Pemutusan hubungan kerja atau PHK telah menjadi momok bagi banyak orang di Indonesia, namun hal ini tidak menghambat pertumbuhan ekonomi negara. Bahkan, pada kuartal II-2025, pertumbuhan ekonomi Indonesia meningkat menjadi 5,12%. Hal ini mengejutkan mengingat biasanya PHK dapat mempengaruhi daya beli masyarakat dan menurunkan konsumsi rumah tangga. Namun, konsumsi rumah tangga justru mengalami pertumbuhan di kuartal tersebut.
Menurut Direktur Program dan Kebijakan Prasasti Center for Policy Studies, Piter Abdullah, korban PHK di Indonesia banyak yang diselamatkan oleh digitalisasi ekonomi. Hal ini memungkinkan mereka untuk tetap bekerja sebagai pekerja lepas, gig worker, atau pelaku UMKM. Meskipun terkena PHK, mereka masih dapat menghasilkan dan berkonsumsi.
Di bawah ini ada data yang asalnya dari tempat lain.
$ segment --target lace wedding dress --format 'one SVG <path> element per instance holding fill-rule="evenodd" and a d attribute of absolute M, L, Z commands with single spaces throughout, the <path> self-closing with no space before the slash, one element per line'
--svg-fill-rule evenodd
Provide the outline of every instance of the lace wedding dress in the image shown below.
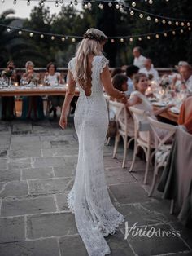
<path fill-rule="evenodd" d="M 106 184 L 103 149 L 108 127 L 108 114 L 100 74 L 108 63 L 96 55 L 92 62 L 91 95 L 79 86 L 74 122 L 79 141 L 75 182 L 68 196 L 69 209 L 75 214 L 78 232 L 89 256 L 111 253 L 103 236 L 114 234 L 124 216 L 113 206 Z M 73 73 L 75 58 L 68 64 Z"/>

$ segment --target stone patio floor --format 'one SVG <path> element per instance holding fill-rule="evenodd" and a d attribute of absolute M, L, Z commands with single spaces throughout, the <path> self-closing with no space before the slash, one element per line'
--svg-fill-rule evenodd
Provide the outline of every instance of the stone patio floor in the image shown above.
<path fill-rule="evenodd" d="M 77 138 L 72 117 L 64 130 L 58 123 L 0 122 L 1 256 L 88 255 L 67 206 L 77 161 Z M 167 232 L 151 238 L 132 232 L 128 235 L 123 223 L 106 238 L 111 255 L 192 255 L 192 230 L 169 214 L 170 201 L 162 200 L 159 192 L 147 196 L 152 169 L 144 186 L 145 162 L 137 158 L 134 172 L 129 173 L 133 151 L 129 150 L 126 168 L 122 169 L 122 144 L 116 159 L 111 157 L 113 145 L 111 140 L 105 146 L 103 156 L 114 205 L 129 228 L 135 224 L 140 231 L 152 227 Z"/>

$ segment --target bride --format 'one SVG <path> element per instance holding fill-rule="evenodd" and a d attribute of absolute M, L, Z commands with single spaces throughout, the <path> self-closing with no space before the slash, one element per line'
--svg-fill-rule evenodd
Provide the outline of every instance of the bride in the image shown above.
<path fill-rule="evenodd" d="M 80 96 L 74 116 L 79 155 L 75 182 L 68 196 L 69 209 L 75 214 L 78 232 L 89 256 L 111 253 L 103 236 L 114 234 L 124 216 L 113 206 L 105 181 L 103 149 L 108 127 L 108 114 L 103 87 L 112 98 L 126 104 L 126 96 L 111 83 L 108 60 L 103 55 L 107 36 L 89 29 L 80 42 L 76 57 L 68 64 L 68 89 L 60 126 L 67 126 L 67 109 L 75 94 Z"/>

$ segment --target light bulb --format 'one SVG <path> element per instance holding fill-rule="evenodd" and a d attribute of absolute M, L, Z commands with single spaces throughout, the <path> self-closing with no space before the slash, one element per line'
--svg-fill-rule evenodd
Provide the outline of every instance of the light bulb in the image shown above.
<path fill-rule="evenodd" d="M 133 6 L 133 7 L 136 7 L 136 2 L 132 2 L 132 6 Z"/>
<path fill-rule="evenodd" d="M 101 10 L 103 10 L 103 8 L 104 8 L 104 6 L 103 6 L 103 3 L 99 3 L 99 5 L 98 5 L 98 7 L 101 9 Z"/>
<path fill-rule="evenodd" d="M 116 4 L 116 9 L 120 9 L 120 5 L 117 3 L 117 4 Z"/>

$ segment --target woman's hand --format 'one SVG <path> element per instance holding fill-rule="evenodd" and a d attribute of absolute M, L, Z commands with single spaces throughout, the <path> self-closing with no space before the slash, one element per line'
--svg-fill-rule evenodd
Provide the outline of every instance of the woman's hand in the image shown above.
<path fill-rule="evenodd" d="M 62 129 L 65 129 L 67 127 L 67 117 L 66 115 L 61 115 L 60 120 L 59 120 L 59 126 Z"/>

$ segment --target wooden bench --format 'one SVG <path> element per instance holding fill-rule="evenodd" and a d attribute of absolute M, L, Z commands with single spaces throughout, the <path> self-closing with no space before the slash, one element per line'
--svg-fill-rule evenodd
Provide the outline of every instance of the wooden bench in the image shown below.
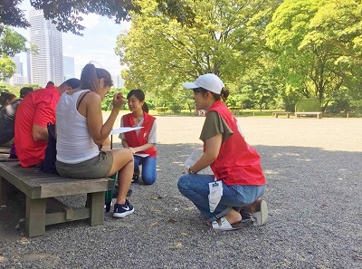
<path fill-rule="evenodd" d="M 310 115 L 316 115 L 317 119 L 322 119 L 323 112 L 294 112 L 295 119 L 300 118 L 300 116 L 310 116 Z"/>
<path fill-rule="evenodd" d="M 291 112 L 272 112 L 272 116 L 275 116 L 275 118 L 278 118 L 279 115 L 286 115 L 287 118 L 290 118 Z"/>
<path fill-rule="evenodd" d="M 11 185 L 26 196 L 25 230 L 29 237 L 45 234 L 45 226 L 89 219 L 90 226 L 103 224 L 105 191 L 113 187 L 112 178 L 74 179 L 23 168 L 19 162 L 0 162 L 0 200 Z M 47 198 L 87 194 L 87 207 L 47 213 Z M 84 203 L 85 204 L 85 203 Z"/>

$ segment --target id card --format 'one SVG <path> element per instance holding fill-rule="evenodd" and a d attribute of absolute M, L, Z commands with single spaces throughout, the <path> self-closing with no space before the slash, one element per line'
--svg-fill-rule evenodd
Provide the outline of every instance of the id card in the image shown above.
<path fill-rule="evenodd" d="M 214 181 L 209 183 L 209 207 L 210 212 L 213 213 L 223 196 L 223 182 Z"/>

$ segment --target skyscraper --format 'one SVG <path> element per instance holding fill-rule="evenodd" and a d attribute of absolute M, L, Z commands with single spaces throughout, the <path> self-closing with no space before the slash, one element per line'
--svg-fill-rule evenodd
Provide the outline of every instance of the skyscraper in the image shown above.
<path fill-rule="evenodd" d="M 37 53 L 30 55 L 31 82 L 45 87 L 52 81 L 55 85 L 63 82 L 62 73 L 62 39 L 51 21 L 45 20 L 42 10 L 29 13 L 30 42 Z"/>
<path fill-rule="evenodd" d="M 69 80 L 74 77 L 74 57 L 62 56 L 63 80 Z"/>

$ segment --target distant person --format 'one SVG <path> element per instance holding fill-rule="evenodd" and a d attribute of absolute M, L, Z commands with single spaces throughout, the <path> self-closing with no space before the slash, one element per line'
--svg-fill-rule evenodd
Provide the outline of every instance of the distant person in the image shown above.
<path fill-rule="evenodd" d="M 16 100 L 16 95 L 11 92 L 2 91 L 0 95 L 0 110 Z"/>
<path fill-rule="evenodd" d="M 149 115 L 142 90 L 132 90 L 127 95 L 131 113 L 122 116 L 120 127 L 143 127 L 142 129 L 119 134 L 123 148 L 132 150 L 135 163 L 132 182 L 138 181 L 139 166 L 142 166 L 142 181 L 152 185 L 156 181 L 157 143 L 156 118 Z"/>
<path fill-rule="evenodd" d="M 23 87 L 20 90 L 20 98 L 4 107 L 0 111 L 0 146 L 11 147 L 14 144 L 14 125 L 15 113 L 21 101 L 33 90 L 31 87 Z"/>
<path fill-rule="evenodd" d="M 101 101 L 113 85 L 110 72 L 88 63 L 81 75 L 81 87 L 62 95 L 56 110 L 56 169 L 63 177 L 99 178 L 118 173 L 119 192 L 114 217 L 134 212 L 126 199 L 133 175 L 133 155 L 129 149 L 100 151 L 126 102 L 121 93 L 113 96 L 113 107 L 103 124 Z"/>
<path fill-rule="evenodd" d="M 23 167 L 40 164 L 48 145 L 49 122 L 55 123 L 55 108 L 65 91 L 79 87 L 80 80 L 70 79 L 59 87 L 48 84 L 36 90 L 20 102 L 15 117 L 15 153 Z"/>
<path fill-rule="evenodd" d="M 204 154 L 178 179 L 179 191 L 190 199 L 216 230 L 243 227 L 255 218 L 254 226 L 268 219 L 265 177 L 259 154 L 244 139 L 241 128 L 226 105 L 229 95 L 213 73 L 183 84 L 194 91 L 197 110 L 207 111 L 201 131 Z M 211 167 L 213 175 L 197 174 Z"/>

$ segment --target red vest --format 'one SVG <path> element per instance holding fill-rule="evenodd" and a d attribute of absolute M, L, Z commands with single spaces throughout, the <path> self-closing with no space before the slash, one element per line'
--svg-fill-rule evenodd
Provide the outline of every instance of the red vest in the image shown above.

Data Badan Pusat Statistik (BPS) menunjukkan bahwa konsumsi rumah tangga masih menyumbang sebesar 54,25% terhadap PDB dan tumbuh sebesar 4,97% yoy di kuartal II-2025. Meskipun tren PHK diprediksi akan terus berlanjut di tahun 2025, hal ini menjadi perhatian serius bagi pihak terkait.
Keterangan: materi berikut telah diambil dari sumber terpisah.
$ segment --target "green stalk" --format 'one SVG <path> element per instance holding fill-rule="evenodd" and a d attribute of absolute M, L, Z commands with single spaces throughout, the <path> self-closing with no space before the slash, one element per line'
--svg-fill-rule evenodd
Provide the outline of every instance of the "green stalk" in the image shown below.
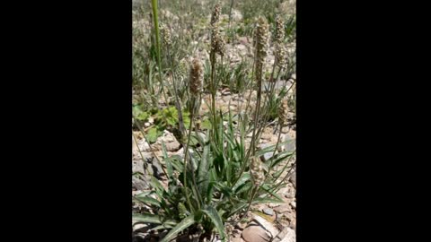
<path fill-rule="evenodd" d="M 155 46 L 156 46 L 156 56 L 157 56 L 157 66 L 159 71 L 159 82 L 162 88 L 162 92 L 164 96 L 164 100 L 166 104 L 168 104 L 168 97 L 166 96 L 166 92 L 164 91 L 163 88 L 163 81 L 162 80 L 162 62 L 160 59 L 160 30 L 159 30 L 159 11 L 157 7 L 157 0 L 151 0 L 151 4 L 153 6 L 153 22 L 154 22 L 154 30 L 155 30 Z"/>
<path fill-rule="evenodd" d="M 192 98 L 191 99 L 191 103 L 192 103 L 192 107 L 195 106 L 195 99 Z M 189 155 L 189 147 L 190 145 L 190 136 L 191 136 L 191 127 L 192 127 L 192 123 L 191 120 L 193 120 L 193 108 L 191 109 L 190 111 L 190 125 L 189 125 L 189 135 L 188 135 L 188 139 L 187 139 L 187 145 L 185 147 L 186 151 L 184 152 L 184 194 L 186 196 L 186 199 L 187 199 L 187 203 L 189 203 L 189 207 L 190 208 L 190 210 L 194 210 L 193 209 L 193 206 L 191 205 L 191 202 L 190 202 L 190 199 L 189 198 L 189 194 L 187 194 L 187 156 Z M 194 212 L 194 211 L 193 211 Z"/>

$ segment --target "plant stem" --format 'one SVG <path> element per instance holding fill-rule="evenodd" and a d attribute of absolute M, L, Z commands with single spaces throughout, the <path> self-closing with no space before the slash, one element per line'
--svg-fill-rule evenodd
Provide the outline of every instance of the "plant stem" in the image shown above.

Ketua Umum Asosiasi Pengusaha Indonesia (Apindo), Shinta W Kamdani, mengungkapkan bahwa survei yang dilakukan oleh Apindo menunjukkan bahwa PHK bukan lagi peristiwa musiman, namun telah menjadi gejala serius yang membutuhkan perhatian. Angka PHK yang terus meningkat juga tercatat oleh BPJS Ketenagakerjaan.
Namun, peralihan tenaga kerja dari formal menjadi informal, seperti gig worker, menjadi perhatian tersendiri. Menurut Anggota Dewan Ekonomi Nasional, Arief Anshory Yusuf, perekonomian yang hanya mengandalkan pekerja informal sulit untuk berkelanjutan dalam jangka panjang. Hal ini mengingat sektor pertanian dan perdagangan, yang mendominasi tenaga kerja, memberikan upah lebih rendah dibanding sektor manufaktur. ini menjadi perhatian penting bagi keberlangsungan ekonomi Indonesia ke depan.